Hello, it sounds like you have a direction to go in already for your cabinets, but I wanted to throw my recent experience into the mix in case you wanted another option.

I had oak cabinets in my kitchen that were the typical dark stain they used in the late 70s. I didn't have the money to replace them, but also wasn't looking forward to going through the process of sanding them down (I have 23 cabinets and 12 drawers)....so while I was researching on the process I stumbled upon this stuff called Chalk Paint, and there is a ton of information out on the internet about it but a summery is: it requires no sanding or priming. It goes on just about anything (metal, wood, plastic, porcelain). It dries to the touch in about 15 mins. It is typically sealed with wax but there are alternatives. You can buy real chalk paint, but it's expensive and the color selection is limited, but you can also make your own chalk paint by mixing plaster of paris in with any latex paint (a 1:3 ratio).

Anyways…I researched for almost three weeks then decided to try it out and redo my kitchen cabinets. I made my own chalk paint and ended up painting all of my cabinets for around $15. (One pint of latex paint covered all of my cabinets. This stuff goes a lot farther than regular paint)

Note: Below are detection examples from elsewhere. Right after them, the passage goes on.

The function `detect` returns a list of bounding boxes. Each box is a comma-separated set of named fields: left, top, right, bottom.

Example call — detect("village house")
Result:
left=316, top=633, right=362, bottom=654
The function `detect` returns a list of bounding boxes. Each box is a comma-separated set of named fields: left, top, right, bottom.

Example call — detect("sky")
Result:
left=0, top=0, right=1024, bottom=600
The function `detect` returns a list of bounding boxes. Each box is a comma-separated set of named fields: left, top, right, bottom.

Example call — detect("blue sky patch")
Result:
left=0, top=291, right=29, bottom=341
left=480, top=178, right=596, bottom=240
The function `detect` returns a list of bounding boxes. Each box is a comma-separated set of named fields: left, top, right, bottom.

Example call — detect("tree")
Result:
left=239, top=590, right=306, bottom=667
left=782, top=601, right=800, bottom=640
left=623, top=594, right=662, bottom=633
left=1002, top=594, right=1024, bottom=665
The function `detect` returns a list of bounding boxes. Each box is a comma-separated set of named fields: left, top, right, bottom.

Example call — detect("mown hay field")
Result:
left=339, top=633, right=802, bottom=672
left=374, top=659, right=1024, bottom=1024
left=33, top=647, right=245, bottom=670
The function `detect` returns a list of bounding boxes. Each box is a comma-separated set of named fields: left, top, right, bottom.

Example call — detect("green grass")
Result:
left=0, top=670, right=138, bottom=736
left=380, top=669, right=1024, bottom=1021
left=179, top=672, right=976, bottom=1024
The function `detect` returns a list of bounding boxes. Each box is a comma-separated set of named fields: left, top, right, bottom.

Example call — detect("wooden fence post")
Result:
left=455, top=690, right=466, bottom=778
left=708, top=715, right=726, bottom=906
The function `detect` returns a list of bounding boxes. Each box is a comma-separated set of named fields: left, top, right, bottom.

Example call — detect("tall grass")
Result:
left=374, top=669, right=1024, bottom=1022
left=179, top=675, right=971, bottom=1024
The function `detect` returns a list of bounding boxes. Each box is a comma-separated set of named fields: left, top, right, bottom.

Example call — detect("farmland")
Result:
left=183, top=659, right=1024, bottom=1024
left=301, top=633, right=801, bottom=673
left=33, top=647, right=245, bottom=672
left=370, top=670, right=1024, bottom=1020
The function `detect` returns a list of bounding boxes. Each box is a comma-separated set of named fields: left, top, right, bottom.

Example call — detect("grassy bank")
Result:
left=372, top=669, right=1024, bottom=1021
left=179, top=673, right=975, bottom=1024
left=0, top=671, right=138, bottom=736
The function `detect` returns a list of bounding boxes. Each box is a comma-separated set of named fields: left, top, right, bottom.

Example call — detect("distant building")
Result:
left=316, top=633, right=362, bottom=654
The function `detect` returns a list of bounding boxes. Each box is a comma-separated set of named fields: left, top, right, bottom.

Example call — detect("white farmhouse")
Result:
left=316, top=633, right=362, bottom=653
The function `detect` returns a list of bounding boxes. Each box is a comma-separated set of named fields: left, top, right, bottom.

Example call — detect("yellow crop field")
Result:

I made a detailed post about all my research, experience, and also posted before and afters on my personal blog if you care to read it before you start on your project.


----------



## Michigander (Oct 11, 2011)

Thanks for the heads up Gunny, I think I will clean the doors and drawers in the garage, rather than the basement. Then I need only to do the frames indoors with limited exposure to fumes etc. 
Wilker, Yes I am committed to using the Impervo due to color match. However your recipe sounds very interesting, I may try it out on another project.
Thanks guys,
John


----------